Open questions and comments are meant to give respondents a space to tell their experience and elaborate on the scores they have given. These insights are very valuable, however, analyzing open feedback is not as easy as reading numerical data and understanding close ended questions.
The more open-ended questions you ask, the more time you will have to spend reading the answers. This is just the nature of an open-ended question and there’s no escaping from this!
Paraphrases, metaphors, hidden meanings… language is really varied and complex, and that’s the beauty of it! However, this sometimes makes it hard to understand the actual meaning behind the words.

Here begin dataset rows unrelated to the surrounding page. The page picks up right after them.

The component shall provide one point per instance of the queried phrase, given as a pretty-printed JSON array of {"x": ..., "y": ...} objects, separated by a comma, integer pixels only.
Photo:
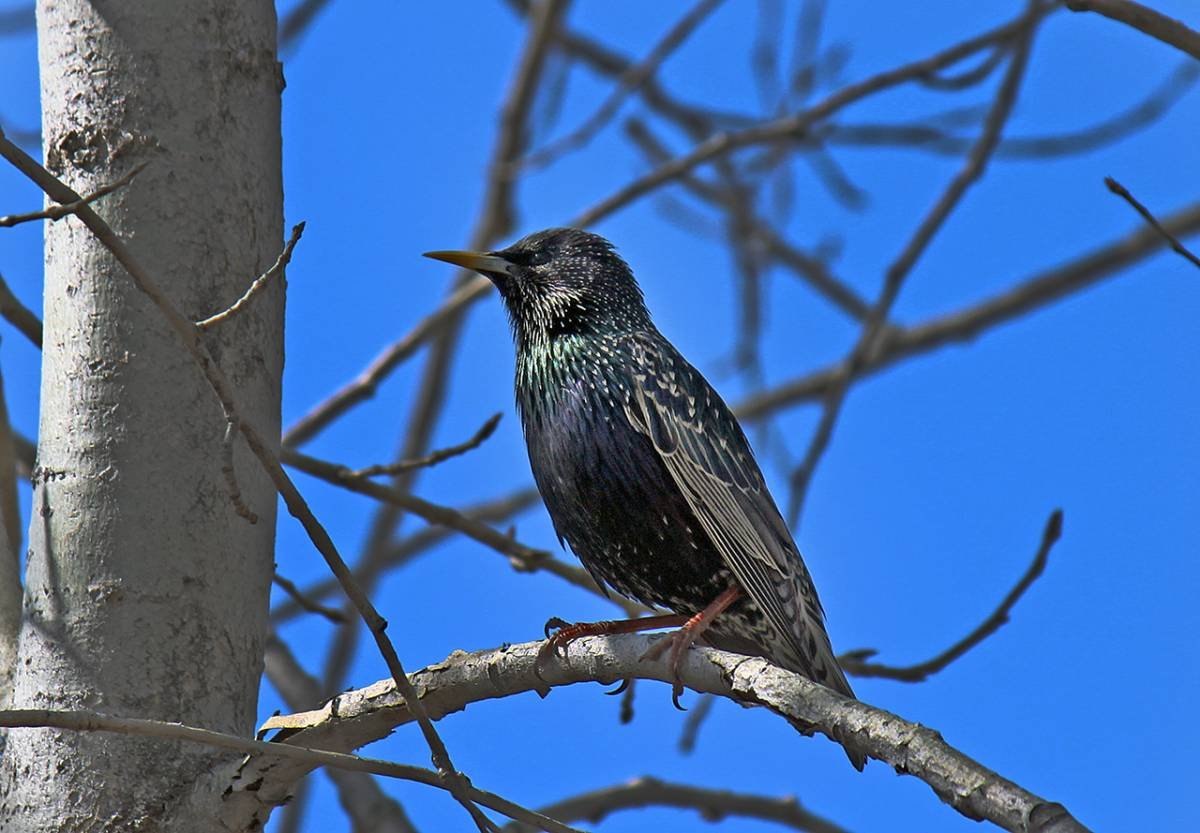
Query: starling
[{"x": 645, "y": 471}]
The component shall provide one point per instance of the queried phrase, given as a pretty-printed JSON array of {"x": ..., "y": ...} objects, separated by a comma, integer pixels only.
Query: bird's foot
[
  {"x": 567, "y": 633},
  {"x": 683, "y": 639}
]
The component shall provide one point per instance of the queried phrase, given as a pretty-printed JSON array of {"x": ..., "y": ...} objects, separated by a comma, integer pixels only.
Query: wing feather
[{"x": 711, "y": 461}]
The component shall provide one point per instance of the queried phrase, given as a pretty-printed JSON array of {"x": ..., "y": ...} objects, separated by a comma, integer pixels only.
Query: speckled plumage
[{"x": 645, "y": 471}]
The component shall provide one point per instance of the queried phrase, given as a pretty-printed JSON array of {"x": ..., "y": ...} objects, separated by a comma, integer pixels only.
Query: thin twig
[
  {"x": 19, "y": 316},
  {"x": 370, "y": 809},
  {"x": 437, "y": 456},
  {"x": 853, "y": 661},
  {"x": 792, "y": 127},
  {"x": 1144, "y": 19},
  {"x": 55, "y": 213},
  {"x": 229, "y": 473},
  {"x": 405, "y": 550},
  {"x": 903, "y": 265},
  {"x": 713, "y": 805},
  {"x": 496, "y": 220},
  {"x": 1179, "y": 247},
  {"x": 258, "y": 283},
  {"x": 91, "y": 721},
  {"x": 222, "y": 388},
  {"x": 973, "y": 321},
  {"x": 523, "y": 558},
  {"x": 462, "y": 678},
  {"x": 628, "y": 83},
  {"x": 365, "y": 385},
  {"x": 307, "y": 603},
  {"x": 808, "y": 268}
]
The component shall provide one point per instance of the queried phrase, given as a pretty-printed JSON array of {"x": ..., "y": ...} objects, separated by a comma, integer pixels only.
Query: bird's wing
[{"x": 709, "y": 459}]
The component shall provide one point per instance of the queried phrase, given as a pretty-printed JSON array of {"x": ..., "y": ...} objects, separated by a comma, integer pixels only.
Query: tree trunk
[{"x": 145, "y": 592}]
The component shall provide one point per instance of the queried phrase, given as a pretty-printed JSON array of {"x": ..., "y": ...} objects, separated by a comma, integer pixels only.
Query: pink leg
[{"x": 691, "y": 630}]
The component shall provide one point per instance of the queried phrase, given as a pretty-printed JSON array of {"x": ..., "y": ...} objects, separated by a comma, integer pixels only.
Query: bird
[{"x": 645, "y": 471}]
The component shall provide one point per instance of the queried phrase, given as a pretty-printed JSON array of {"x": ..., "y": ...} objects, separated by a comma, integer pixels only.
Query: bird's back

Considering all we just said, we can’t really expect software to do such a great job in capturing the meaning behind words and the sentiment of the response. So humans are still the best at doing this kind of work :) But that means that this type of project requires a good amount of manual work, because reading the comments, identifying the theme and grouping similar responses together are all things that can’t be automated.
So you may be wondering how to analyze open comments and how to make the most of the comprehensive answers given by your respondents. Let’s go through some of our tips and strategies on how to approach this project!
Download our template
Before getting started, download our template "How to analyze open-ended survey responses?". You can find it at this link.
This sheet is meant to allow you to read the comments one by one to identify the theme and mark it in the sheet.
Export your comments
The second thing you need to do is export your responses from Starred. We have a full article on how to export response data that you can check out. You can also download the comments from the comments dashboard in Starred and export the data into a .csv file by clicking on the export icon.
Copy the question and the comments in the sheet
The template works easily: at the top, in the row marked in red, you can copy the question.
Then you’ll see a list of themes: we have added the ones corresponding to our question labels and generally speaking we recommend sticking to them as much as possible because they are also the ones you’ll see in your dashboard, but feel free to add one or two extra themes if you have noticed in your “tests” that there are more recurring themes among your responses.
Then you’ll see a few rows that include Excel formulas to automatically calculate the number of times a certain theme comes up. They include:
- Total respondents
- Total respondents who answered P - (P stands for positive, we’ll touch on this in a second.)
- % respondents who answered P
- Total respondents who answered N - (N stands for negative, we’ll touch on this in a second.)
- % respondents who answered N
These rows will fill in automatically as you go through the responses and assign them to the themes, so you won’t have to add anything manually here. They’ll be super useful when trying to understand what your respondents are saying about you! In fact, they’ll transform words into numbers, responses into themes.
In the rows below that we left blank you’ll be able to copy the comments to the open questions that you exported from Starred:
What are the Ps and the Ns?
They stand for Positive and Negative. As we said before, it’s not just about commenting on a certain aspect of your recruitment process, it’s also about what your respondents say!
A respondent could say
“Communication was great! The recruiters kept me in the loop the whole time, I never felt left in the dark!”
and another one could very well comment
“After our second interview, the recruiter disappeared for 3 weeks and didn’t respond to my emails”.
Both responses are about Communication, but they have very different opinions on it!
In order for you to easily identify the sentiment of the answer, we suggest marking the theme of the questions not by putting an X or a “1” in the dedicated cell, but a P or a N.
When you’re done, you’ll have a good idea of what aspects are mostly commented on and what is being said about them, whether it’s regarded as something positive or negative.
So we really hope this guide has been useful and that it will help you identify areas of improvement and to track your development over time.
If you still are unsure about the process and would like a more visual guide, you can find a short video here.
As we mentioned, analyzing open feedback and comments efficiently needs a proper strategy. So, before we go, we want to give you some extra tips & tricks on how to get started.
Go through the responses to identify the theme, and not vice versa.
You can start with a list of themes that will most likely be brought up, for example starting with our question labels that help you divide your questions/answers into topics, but keep an open mind when reading the comments: something might pop up that doesn’t fall into any pre-existing category you might have in your list, and if that starts to happen a few times, then it could be worth adding an extra category to your list to house these comments.
After you have your full list, narrow it down.
You might get comments like:
“The recruiters were really engaged and interested in what I had to say”
“The recruiters asked me a lot of questions about my experience, which I really appreciated”
“All of the people I talked to seemed genuinely interested in me”
You might be tempted to assign themes like “Engagement” and “Asking questions”, but asking questions is a matter of engagement, so try and keep questions like this grouped together under the same theme :)
Decide a max. number of themes that you can select for each response.
Text responses can be long and usually cover more than just one aspect. However, it might be counterproductive to assign 4 or 5 different themes to the same question, so we recommend deciding on a max. number (we suggest 2 or 3) and sticking to it.
After you’re done, you’re ready to start analyzing your open feedback… Here’s our easy step-by-step solution.
Last but most certainly not least, before you start we recommend planning how often you’re going to analyze your open comments: is it going to happen biweekly? Once a month? Who’s going to be responsible for it in your organization? This is important in order not to lose track and find yourself with a lot of comments to go through in one stop.